Google: Memory Bug Caused Google Docs Cloud Outage
The Wednesday Google Docs cloud outage, which made Google Document Lists, Google Documents, Google Drawings and Google Apps Scripts inaccessible for the majority of Google Apps users, was caused by a change that had been designed to improve real-time collaboration within the document list. That change exposed a memory management bug, Google Engineering Director Alan Warren wrote in a blog post detailing the Google Docs outage.
"Every time a Google Doc is modified, a machine looks up the servers that need to be updated," Warren explained. "Due to the memory management bug, the lookup machines didn't recycle their memory properly after each lookup, causing them to eventually run out of memory and restart. While they restarted, their load was picked up by the remaining lookup machines -- making them run out of memory even faster. This meant that eventually the servers couldn't properly process a large fraction of the requests to access document lists, documents, drawings and scripts which led to the outage you saw on Wednesday."
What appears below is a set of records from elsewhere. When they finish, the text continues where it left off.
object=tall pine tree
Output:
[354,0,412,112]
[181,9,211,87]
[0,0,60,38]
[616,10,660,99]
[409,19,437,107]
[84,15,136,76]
Warren wrote that Google's automated monitoring noticed that attempts to access documents were failing at an increased rate and Google was alerted a minute later when the failure rate increased sharply. Once engineers realized the problem was connected to the feature change, they started rolling it back. That occurred 23 minutes after the first alert, Warren wrote. At the same time, Google doubled the capacity of the lookup service to soften the impact of the memory management bog. That rollback completed 24 minutes later and 5 minutes after that the outage was over.
Warren said that Google is scrutinizing the timeline of the Google Docs outage and is putting in place steps to avoid a future cloud outage and decrease the amount of time needed to discover and fix any problems that arise. Google is also working to limit the scope that any single problem can have.
"We intend to take all these steps; some are not easy, but we're committed to keeping Google's services exceptionally reliable," Warren wrote. "In the meantime, rest assured that we take every outage very, very seriously, and as always we'll post a full incident report of what happened to the Apps Dashboard once our investigation is complete. Again, we apologize for the inconvenience and frustration which the outage has caused."
The Google Docs outage last week was the first of a pair of high profile cloud outages. Later in the week -- late Thursday into Friday -- Microsoft Office 365 and some Windows Live online services like Hotmail and SkyDrive were also knocked out of commission. Microsoft blamed that several-hour cloud outage on a DNS issue.